うめめ
2007年7月18日(水) 5:48:27
娘さん、写真部なのに普通のデジカメでいいんですか? とご質問いただいたけど、いいんです。というか、Caplio R6は「普通」ではないし。多機能高級コンパクト・デジカメ。超接写1cm・広角28mm・光学ズーム7倍と、今ここまでボクの欲求を満たしているデジカメは他にない。CASIOのEX-P600とメイン・デジカメの座を争う予定(娘に買ったのに自分も使う気でいるらしい)。
いや、たぶん「写真部なら、デジカメではなくて、もっと凝った銀塩カメラの方がいいのでは?」という趣旨の質問だと思うけれど、それもいいんです。というのも、アラーキーに始まり、HIROMIXと来て、なんつうか、安いコンパクト・カメラでも「いい写真が撮れる」のがよくわかったから。つまりデジカメでもなんでもいい。要は撮る人の視点なんだな、って。
そして、最近「うめめ」という秀逸な写真集に出会い、その思いを強くした。
2006年度木村伊兵衛写真賞を受賞した梅佳代という人が出したファースト写真集。
この写真集がイイ。
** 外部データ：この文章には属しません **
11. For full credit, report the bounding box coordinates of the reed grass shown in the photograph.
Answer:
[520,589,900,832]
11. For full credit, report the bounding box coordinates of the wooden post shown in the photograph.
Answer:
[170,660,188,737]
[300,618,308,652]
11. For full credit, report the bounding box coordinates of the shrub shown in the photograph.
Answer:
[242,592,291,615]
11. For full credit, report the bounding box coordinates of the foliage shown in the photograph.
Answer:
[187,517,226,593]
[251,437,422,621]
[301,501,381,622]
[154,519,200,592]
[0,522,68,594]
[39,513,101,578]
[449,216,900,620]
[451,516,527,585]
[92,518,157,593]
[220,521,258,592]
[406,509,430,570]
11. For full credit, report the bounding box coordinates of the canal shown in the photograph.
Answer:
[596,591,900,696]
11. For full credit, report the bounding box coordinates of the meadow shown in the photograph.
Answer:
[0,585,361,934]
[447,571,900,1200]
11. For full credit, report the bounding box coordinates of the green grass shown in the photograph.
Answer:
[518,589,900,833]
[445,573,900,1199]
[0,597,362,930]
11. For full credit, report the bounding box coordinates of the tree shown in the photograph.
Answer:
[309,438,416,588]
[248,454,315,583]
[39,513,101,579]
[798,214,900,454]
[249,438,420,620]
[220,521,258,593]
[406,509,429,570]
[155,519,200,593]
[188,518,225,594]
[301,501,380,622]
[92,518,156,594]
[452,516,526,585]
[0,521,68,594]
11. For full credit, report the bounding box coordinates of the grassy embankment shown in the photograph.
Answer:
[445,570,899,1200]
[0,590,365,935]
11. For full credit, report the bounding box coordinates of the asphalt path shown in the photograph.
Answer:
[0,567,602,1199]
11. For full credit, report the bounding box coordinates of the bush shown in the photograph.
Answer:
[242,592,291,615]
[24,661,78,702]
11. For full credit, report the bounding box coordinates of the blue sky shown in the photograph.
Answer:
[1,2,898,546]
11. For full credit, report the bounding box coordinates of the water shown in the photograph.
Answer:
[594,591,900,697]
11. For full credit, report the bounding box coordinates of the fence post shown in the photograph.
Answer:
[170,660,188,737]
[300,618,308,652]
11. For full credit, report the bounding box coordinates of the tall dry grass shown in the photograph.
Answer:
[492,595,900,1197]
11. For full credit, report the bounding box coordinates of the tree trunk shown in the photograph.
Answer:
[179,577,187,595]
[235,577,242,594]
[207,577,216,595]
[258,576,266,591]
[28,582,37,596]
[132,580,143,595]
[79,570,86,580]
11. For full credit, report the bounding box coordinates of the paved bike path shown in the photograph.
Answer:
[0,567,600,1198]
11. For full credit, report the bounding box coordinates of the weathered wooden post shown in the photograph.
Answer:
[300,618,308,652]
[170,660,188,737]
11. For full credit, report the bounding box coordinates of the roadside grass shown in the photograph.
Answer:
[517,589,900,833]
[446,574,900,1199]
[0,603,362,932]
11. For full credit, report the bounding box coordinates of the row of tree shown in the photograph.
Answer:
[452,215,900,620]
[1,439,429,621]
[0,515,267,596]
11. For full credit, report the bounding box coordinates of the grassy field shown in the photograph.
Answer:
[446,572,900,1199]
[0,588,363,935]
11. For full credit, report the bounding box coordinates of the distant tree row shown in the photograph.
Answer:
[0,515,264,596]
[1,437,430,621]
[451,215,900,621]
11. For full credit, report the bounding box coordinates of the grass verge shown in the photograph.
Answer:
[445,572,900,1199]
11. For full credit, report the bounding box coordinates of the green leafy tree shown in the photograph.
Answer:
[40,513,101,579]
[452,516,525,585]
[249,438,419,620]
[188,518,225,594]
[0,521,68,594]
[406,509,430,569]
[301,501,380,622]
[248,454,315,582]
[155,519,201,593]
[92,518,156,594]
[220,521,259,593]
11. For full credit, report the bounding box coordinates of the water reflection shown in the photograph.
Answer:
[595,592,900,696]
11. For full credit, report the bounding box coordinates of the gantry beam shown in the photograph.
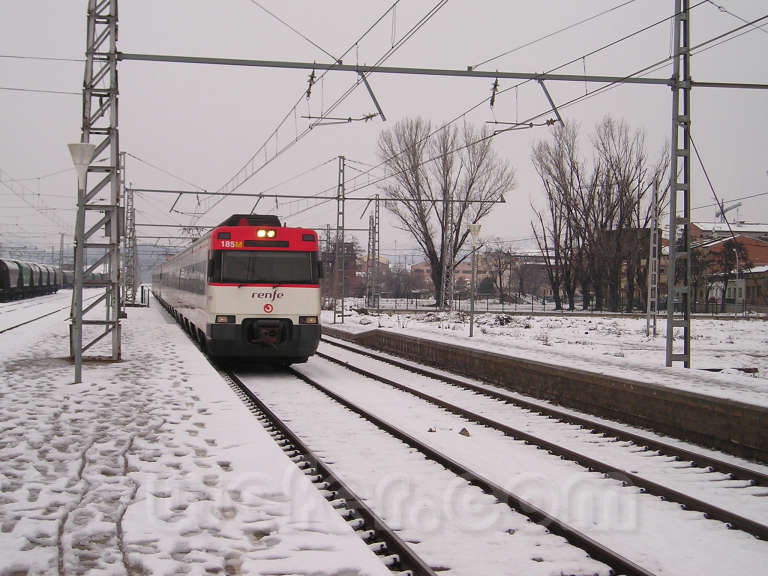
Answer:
[116,52,768,90]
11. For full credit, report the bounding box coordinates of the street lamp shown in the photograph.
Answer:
[68,142,96,384]
[469,223,481,337]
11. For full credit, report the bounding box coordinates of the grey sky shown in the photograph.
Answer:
[1,1,766,265]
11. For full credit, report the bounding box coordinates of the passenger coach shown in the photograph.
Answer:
[152,214,322,363]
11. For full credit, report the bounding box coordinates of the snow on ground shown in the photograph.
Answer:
[2,292,767,575]
[324,306,768,408]
[0,294,390,576]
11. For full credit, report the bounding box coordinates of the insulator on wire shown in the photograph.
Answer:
[306,69,316,99]
[490,78,499,108]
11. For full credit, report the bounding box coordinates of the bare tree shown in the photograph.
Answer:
[485,238,513,303]
[531,124,585,310]
[531,117,668,312]
[592,117,668,312]
[378,117,515,305]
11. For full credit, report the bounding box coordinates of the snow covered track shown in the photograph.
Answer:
[222,368,439,576]
[268,347,768,575]
[322,336,768,487]
[0,305,67,334]
[236,365,651,576]
[0,291,99,335]
[316,345,768,541]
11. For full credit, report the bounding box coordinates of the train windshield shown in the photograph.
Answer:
[212,251,319,284]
とてもイイ。本屋でちょっと立ち読みして即買い。どの写真にも右下に日付が焼き付けてあるので、たぶんコンパクト・カメラで撮ったのだと思うけど、写真は結局技術じゃなくて視点だなぁ、ってあからさまに教えてくれる。まぁ、「うめめ」=梅目、という題名からして視点の話なのだけど。でもそれにしても一見素人写真との境がわからないところがすごい。
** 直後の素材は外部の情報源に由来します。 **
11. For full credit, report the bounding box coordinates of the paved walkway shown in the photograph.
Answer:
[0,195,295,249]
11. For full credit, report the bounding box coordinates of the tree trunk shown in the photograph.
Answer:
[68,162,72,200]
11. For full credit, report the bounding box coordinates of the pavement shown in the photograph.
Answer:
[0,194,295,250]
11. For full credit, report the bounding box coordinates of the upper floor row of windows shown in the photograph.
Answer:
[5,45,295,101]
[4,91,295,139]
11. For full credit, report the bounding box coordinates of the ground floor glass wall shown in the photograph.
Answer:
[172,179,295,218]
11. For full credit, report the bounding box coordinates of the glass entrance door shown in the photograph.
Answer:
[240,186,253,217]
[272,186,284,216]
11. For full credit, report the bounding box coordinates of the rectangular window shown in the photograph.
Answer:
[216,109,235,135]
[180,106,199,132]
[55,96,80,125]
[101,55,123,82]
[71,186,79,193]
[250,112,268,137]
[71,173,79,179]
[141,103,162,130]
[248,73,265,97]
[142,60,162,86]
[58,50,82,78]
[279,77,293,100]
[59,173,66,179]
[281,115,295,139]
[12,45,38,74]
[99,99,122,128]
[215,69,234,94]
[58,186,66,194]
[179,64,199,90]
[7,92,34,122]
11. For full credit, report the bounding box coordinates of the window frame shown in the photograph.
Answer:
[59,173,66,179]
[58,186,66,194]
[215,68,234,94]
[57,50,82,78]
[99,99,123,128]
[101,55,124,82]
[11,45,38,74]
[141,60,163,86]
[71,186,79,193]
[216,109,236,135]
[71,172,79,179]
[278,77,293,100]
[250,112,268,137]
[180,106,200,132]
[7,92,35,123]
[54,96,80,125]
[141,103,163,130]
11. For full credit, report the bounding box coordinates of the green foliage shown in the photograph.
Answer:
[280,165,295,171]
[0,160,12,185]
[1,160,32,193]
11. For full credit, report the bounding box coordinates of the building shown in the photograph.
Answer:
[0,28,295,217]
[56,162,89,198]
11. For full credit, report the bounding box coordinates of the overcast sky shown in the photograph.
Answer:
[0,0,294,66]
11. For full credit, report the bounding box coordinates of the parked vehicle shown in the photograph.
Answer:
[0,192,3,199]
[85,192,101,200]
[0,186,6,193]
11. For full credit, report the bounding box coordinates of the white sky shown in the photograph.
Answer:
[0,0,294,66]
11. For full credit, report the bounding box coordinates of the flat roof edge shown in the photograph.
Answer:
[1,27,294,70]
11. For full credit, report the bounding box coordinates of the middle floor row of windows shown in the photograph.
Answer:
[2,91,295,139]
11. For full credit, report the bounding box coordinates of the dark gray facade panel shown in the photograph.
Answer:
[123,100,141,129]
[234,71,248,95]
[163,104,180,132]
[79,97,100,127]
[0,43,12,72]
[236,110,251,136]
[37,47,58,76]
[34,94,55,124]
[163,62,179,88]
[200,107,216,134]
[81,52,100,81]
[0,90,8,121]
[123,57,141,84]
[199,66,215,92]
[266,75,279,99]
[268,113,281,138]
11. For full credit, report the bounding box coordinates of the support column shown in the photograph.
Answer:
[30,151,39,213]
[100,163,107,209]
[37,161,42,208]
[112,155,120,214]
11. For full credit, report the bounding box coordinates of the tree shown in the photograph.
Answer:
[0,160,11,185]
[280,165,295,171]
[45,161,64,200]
もちろんさりげない撮り方でもそこに技術の裏付けがあるのだろうけど、でも、よく、玄人はだしのオジサンとかが撮る凝った花の写真とかあるじゃん? そういうのにあまり魅力を感じないように、技術が勝った写真って心に響いてこない気がするな。やっぱそこになにか「その人が発見した世界の新しい見方」がないと。
ま、芸術はどれもそうだし、商品や広告やサービス、そして普通の会話ですら、それがないと魅力的ではないのだけど。
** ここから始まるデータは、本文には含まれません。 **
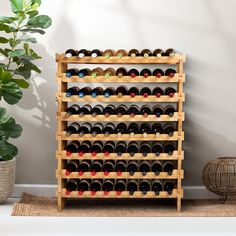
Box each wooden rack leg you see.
[177,196,181,212]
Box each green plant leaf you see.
[20,28,45,34]
[0,37,9,44]
[0,63,6,69]
[0,24,11,33]
[21,37,37,43]
[26,10,38,18]
[0,140,18,160]
[27,15,52,29]
[0,16,17,23]
[10,0,24,13]
[8,49,25,57]
[31,0,41,6]
[13,78,29,88]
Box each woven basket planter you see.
[0,158,16,203]
[202,157,236,203]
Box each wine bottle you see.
[115,123,127,137]
[78,160,91,176]
[128,49,140,58]
[127,161,138,176]
[115,141,127,156]
[65,160,79,174]
[127,141,139,157]
[116,67,128,78]
[139,142,151,157]
[78,104,92,117]
[152,105,164,118]
[139,179,151,195]
[66,122,80,136]
[90,179,102,195]
[140,123,151,137]
[140,68,152,78]
[116,86,128,98]
[152,49,164,58]
[90,49,102,58]
[78,68,91,78]
[165,87,176,97]
[90,161,103,176]
[128,68,139,78]
[78,122,92,136]
[103,104,116,117]
[114,180,126,195]
[65,49,78,58]
[103,87,116,98]
[140,87,152,97]
[103,160,115,175]
[91,105,104,117]
[116,105,128,117]
[65,68,79,78]
[91,67,104,78]
[140,105,152,118]
[152,87,164,98]
[164,48,175,57]
[163,142,175,156]
[164,180,174,195]
[152,123,163,137]
[104,68,116,78]
[66,180,78,193]
[77,179,90,195]
[151,142,163,157]
[163,124,175,137]
[115,49,128,59]
[127,123,139,137]
[102,179,114,195]
[151,160,162,176]
[127,180,138,195]
[164,105,176,117]
[115,160,126,176]
[103,123,115,137]
[165,68,176,78]
[141,49,152,58]
[91,87,104,98]
[91,123,104,137]
[127,105,140,117]
[90,141,103,156]
[77,141,91,156]
[66,86,80,97]
[128,87,139,98]
[66,141,80,155]
[139,161,151,176]
[103,141,115,156]
[163,161,175,176]
[66,104,80,117]
[151,180,163,196]
[103,49,115,59]
[78,87,92,98]
[78,49,90,58]
[153,68,164,78]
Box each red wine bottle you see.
[140,105,152,118]
[127,141,139,157]
[103,49,115,59]
[90,179,102,195]
[128,49,140,58]
[66,180,77,192]
[116,67,128,78]
[66,104,80,117]
[65,160,79,174]
[151,180,163,196]
[104,104,116,117]
[91,67,103,78]
[151,160,162,176]
[77,179,90,195]
[116,86,128,98]
[127,123,139,137]
[78,68,91,78]
[139,161,151,176]
[140,87,151,97]
[165,68,176,78]
[116,105,127,117]
[103,160,115,176]
[90,161,103,176]
[114,180,126,195]
[77,141,91,156]
[65,49,78,58]
[104,68,116,78]
[152,87,164,98]
[91,87,104,98]
[163,161,175,176]
[115,49,128,59]
[164,48,175,57]
[128,68,139,78]
[140,68,152,78]
[140,123,151,137]
[78,122,92,136]
[152,105,164,117]
[90,49,102,58]
[78,49,90,58]
[127,105,140,117]
[151,143,163,157]
[164,180,174,195]
[66,68,79,77]
[78,87,92,98]
[128,87,139,98]
[103,141,115,156]
[66,141,80,155]
[163,142,175,156]
[78,160,91,176]
[115,141,127,156]
[127,161,138,176]
[164,105,176,117]
[90,141,103,157]
[164,87,176,97]
[139,179,150,195]
[91,123,104,137]
[139,142,151,157]
[103,87,115,98]
[127,179,138,195]
[66,86,80,97]
[91,105,104,117]
[141,49,152,58]
[152,123,163,137]
[66,122,80,136]
[115,123,127,136]
[163,124,176,137]
[115,160,126,176]
[152,49,163,58]
[153,68,164,78]
[103,123,115,137]
[102,179,114,195]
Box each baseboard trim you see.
[12,184,217,199]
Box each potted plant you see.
[0,0,52,203]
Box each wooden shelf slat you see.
[58,151,184,161]
[59,170,184,179]
[60,112,185,122]
[61,189,183,199]
[60,74,185,83]
[58,131,184,141]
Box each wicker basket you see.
[0,158,16,203]
[202,157,236,203]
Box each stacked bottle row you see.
[66,122,176,137]
[65,141,175,157]
[65,86,176,98]
[65,48,176,59]
[65,67,176,78]
[65,179,176,196]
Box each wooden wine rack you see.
[56,52,186,212]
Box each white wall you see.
[1,0,236,187]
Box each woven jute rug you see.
[12,192,236,217]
会話の延長でいえば、例えばお笑いが面白いのは芸人が世界の新しい見方を提供してくれるからだし。我々は思っても見なかったモノの見方に笑うわけで。そういう意味では長年テレビのトップで活躍している一部の芸人・タレント・司会者などは、常に新しい見方を提供しつづけてくれているからスゴイのだと思う。尊敬に値する。でもそれを提供しなくなった途端に飽きられてしまうだろうから、厳しい世界だなぁ。って、話が大幅にズレちゃったけど。